The US publisher of music magazine Rolling Stone has had to pay $US1.65 million ($A2.19 million) to a fraternity at the University of Virginia after a 2014 article it published falsely accused a group of men from the campus of being involved in a gang rape.
Rolling Stone had since retracted the article, however, it didn’t stop the fraternity, Phi Kappa Psi, from lodging a lawsuit seeking an initial $US25 million in damages.
The article did not appear in the Australian edition.
The original article centred around claims a woman had been raped on campus in 2012 by as many as seven men from Phi Kappa Psi.

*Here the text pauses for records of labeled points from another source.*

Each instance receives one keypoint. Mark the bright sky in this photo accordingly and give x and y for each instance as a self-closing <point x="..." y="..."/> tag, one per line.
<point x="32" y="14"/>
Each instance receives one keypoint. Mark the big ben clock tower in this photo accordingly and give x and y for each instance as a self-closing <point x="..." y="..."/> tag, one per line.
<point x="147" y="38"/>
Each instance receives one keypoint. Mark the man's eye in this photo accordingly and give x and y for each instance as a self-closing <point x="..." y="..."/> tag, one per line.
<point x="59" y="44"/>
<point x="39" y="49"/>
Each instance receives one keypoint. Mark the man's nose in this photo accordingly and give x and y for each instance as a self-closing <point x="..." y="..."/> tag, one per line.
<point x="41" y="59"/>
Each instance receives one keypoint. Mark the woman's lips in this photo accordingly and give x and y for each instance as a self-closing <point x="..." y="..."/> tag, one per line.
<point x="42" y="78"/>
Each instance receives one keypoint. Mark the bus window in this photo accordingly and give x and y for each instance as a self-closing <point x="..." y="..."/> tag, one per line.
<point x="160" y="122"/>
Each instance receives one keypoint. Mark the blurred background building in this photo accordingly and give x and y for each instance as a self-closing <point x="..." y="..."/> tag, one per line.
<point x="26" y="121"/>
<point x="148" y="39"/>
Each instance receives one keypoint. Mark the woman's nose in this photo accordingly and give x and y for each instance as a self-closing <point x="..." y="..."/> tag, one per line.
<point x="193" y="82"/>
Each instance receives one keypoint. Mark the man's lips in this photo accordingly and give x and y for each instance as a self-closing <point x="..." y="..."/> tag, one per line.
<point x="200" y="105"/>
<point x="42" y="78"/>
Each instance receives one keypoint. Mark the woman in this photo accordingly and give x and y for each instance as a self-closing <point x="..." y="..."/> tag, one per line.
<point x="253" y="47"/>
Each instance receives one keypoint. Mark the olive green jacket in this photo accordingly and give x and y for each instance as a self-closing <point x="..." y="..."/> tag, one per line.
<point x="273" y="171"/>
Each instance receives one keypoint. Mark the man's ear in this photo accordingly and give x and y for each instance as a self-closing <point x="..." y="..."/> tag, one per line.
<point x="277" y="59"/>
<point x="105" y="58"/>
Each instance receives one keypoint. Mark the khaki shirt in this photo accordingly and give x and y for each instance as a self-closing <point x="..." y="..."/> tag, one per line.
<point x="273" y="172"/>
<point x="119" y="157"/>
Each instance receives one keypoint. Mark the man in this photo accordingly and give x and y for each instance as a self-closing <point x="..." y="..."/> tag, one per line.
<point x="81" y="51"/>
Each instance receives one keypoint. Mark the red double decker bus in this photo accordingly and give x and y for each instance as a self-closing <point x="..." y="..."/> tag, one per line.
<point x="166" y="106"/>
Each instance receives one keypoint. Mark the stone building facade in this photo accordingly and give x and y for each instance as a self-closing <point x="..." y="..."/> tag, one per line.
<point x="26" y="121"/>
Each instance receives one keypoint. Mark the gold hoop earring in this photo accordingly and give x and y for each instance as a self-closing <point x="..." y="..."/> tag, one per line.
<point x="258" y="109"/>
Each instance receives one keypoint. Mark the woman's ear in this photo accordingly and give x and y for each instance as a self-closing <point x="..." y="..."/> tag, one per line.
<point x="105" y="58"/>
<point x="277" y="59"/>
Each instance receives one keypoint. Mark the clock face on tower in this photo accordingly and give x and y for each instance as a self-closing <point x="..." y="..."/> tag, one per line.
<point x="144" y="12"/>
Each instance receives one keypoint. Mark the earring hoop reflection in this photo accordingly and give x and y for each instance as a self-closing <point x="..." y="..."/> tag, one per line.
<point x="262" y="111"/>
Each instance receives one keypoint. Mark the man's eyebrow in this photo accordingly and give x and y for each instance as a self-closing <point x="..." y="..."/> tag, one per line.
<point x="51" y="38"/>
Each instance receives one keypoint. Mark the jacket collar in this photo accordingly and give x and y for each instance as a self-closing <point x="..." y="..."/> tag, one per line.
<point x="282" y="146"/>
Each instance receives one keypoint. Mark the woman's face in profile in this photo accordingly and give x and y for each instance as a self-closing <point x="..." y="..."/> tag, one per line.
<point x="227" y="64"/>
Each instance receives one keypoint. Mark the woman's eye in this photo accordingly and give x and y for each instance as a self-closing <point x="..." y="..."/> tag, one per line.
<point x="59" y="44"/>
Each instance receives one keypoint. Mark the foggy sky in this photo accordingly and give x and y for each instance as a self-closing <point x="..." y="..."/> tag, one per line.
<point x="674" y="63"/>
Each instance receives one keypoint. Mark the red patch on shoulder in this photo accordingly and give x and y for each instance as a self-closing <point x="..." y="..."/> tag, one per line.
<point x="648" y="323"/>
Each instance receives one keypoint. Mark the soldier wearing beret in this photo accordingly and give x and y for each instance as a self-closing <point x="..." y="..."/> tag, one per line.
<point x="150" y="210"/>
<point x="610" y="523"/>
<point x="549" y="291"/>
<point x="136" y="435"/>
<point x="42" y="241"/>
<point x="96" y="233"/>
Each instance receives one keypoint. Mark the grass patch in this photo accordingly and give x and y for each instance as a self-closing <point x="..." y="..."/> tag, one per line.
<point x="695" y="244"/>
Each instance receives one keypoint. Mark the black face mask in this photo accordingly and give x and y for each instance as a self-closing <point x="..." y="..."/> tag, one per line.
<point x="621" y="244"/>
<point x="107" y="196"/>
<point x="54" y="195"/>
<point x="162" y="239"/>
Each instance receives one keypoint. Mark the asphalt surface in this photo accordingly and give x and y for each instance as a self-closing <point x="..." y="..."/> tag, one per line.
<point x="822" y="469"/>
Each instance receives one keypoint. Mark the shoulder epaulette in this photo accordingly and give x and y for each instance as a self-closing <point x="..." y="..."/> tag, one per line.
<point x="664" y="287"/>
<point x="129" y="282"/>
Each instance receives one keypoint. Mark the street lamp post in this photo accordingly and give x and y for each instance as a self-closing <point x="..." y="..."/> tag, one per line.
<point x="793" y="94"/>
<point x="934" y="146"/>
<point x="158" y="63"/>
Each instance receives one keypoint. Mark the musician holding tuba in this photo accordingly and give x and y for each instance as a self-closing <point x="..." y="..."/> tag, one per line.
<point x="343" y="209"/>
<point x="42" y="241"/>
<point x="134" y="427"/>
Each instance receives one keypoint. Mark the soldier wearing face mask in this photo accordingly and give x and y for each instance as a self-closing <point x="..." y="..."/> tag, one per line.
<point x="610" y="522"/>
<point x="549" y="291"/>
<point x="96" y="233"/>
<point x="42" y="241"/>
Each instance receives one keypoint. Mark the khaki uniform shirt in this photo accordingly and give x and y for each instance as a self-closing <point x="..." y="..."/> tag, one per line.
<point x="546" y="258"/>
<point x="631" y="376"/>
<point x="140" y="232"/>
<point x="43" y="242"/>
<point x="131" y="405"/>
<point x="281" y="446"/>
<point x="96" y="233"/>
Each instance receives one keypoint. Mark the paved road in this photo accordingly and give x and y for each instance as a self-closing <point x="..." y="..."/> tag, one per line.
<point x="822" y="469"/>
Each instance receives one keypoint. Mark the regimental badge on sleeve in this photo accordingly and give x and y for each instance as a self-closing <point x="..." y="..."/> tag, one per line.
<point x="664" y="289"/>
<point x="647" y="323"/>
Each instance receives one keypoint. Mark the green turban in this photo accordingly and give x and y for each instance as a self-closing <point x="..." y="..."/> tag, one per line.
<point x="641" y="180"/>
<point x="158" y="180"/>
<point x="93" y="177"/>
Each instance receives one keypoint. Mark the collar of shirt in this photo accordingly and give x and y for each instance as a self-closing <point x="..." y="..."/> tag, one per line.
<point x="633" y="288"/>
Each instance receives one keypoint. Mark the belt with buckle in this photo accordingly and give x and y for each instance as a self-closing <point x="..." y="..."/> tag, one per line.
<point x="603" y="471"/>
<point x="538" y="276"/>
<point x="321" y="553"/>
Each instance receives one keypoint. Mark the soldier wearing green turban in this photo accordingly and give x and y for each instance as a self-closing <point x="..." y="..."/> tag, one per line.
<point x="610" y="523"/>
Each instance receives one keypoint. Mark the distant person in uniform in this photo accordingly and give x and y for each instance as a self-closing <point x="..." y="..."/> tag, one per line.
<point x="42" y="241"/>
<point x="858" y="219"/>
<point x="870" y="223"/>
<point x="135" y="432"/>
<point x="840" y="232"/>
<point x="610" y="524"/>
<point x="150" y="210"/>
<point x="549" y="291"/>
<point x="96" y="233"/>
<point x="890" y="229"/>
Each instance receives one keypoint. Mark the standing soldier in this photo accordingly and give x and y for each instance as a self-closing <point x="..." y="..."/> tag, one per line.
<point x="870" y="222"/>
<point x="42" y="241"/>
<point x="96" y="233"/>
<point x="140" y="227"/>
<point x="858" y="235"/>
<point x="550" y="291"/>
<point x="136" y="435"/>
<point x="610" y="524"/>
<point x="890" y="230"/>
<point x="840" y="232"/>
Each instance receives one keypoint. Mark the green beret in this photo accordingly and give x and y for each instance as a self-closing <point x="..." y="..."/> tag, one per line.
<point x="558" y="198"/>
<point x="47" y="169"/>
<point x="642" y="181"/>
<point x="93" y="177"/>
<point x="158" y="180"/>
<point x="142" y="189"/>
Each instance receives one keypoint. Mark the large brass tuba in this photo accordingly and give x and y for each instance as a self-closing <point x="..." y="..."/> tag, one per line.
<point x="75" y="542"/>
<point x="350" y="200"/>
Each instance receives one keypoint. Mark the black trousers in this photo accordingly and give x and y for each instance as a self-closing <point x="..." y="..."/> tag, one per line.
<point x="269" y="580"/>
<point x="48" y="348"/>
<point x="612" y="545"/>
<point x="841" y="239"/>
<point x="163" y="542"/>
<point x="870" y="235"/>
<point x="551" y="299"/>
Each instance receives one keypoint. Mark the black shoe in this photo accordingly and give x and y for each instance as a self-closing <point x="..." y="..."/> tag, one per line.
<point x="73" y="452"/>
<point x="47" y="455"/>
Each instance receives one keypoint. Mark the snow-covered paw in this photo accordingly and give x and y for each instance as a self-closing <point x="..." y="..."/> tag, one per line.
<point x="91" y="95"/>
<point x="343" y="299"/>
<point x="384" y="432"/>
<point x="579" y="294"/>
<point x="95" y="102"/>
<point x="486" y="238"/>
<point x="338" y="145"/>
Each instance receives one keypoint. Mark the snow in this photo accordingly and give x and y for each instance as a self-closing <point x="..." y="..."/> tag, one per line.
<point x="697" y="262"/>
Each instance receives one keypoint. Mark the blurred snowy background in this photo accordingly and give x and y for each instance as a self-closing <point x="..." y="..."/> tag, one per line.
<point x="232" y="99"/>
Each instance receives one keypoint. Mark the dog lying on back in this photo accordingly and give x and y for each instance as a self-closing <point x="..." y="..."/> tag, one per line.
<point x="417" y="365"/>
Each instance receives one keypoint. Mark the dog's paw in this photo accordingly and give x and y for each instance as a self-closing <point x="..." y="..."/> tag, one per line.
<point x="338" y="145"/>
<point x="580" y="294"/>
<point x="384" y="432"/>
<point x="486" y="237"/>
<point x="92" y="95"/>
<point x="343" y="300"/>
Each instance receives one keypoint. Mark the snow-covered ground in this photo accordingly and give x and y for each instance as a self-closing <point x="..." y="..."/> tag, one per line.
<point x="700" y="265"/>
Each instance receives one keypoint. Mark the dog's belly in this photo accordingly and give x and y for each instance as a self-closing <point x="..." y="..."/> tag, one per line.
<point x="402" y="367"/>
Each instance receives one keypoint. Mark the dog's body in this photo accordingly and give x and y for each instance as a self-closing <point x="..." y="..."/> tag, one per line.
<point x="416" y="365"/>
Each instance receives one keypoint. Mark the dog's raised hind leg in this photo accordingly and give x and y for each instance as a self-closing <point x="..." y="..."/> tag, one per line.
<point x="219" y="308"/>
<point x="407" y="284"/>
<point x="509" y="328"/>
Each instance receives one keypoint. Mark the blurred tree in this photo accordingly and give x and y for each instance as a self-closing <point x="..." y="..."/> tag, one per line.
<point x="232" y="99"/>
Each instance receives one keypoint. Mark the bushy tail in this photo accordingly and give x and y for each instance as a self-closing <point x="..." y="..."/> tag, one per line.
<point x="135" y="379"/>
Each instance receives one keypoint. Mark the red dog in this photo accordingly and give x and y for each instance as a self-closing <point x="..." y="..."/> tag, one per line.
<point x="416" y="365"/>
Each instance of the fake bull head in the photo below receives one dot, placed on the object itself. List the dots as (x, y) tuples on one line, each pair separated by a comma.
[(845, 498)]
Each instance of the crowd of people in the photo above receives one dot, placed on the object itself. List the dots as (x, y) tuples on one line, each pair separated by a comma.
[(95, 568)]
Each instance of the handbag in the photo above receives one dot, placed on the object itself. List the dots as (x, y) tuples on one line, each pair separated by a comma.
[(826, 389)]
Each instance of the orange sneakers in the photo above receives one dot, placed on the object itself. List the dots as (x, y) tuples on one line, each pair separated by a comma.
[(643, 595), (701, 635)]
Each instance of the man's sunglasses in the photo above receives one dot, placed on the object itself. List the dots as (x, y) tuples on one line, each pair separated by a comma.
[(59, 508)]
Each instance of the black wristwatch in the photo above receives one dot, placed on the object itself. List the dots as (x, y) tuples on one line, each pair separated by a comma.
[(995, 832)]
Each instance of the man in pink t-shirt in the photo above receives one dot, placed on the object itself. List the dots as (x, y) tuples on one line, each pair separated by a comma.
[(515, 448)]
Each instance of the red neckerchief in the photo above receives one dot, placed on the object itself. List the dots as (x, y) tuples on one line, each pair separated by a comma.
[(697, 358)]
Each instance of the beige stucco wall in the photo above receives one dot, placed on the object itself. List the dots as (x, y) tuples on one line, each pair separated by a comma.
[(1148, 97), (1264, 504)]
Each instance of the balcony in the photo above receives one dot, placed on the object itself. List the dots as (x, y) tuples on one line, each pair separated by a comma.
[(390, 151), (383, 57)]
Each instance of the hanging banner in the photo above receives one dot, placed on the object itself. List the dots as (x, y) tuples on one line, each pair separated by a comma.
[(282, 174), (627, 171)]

Phi Kappa Psi said it would donate a large portion of the settlement to groups providing services to combat sexual assault on US college campuses. The source of the allegations came from a student named “Jackie” and later proved to be utterly false. None of the seven men accused of the rape were interviewed for the article.
The two parties reached an out-of-court settlement before the magazine and the article’s author, Sabrina Rubin Erdely, were due in court in October.
“It has been nearly three years since we and the entire University of Virginia community were shocked by the now infamous article,” the fraternity said in a statement, “and we are pleased to be able to close the book on that trying ordeal and its aftermath.”
The magazine itself and the author of the piece have so far declined to comment.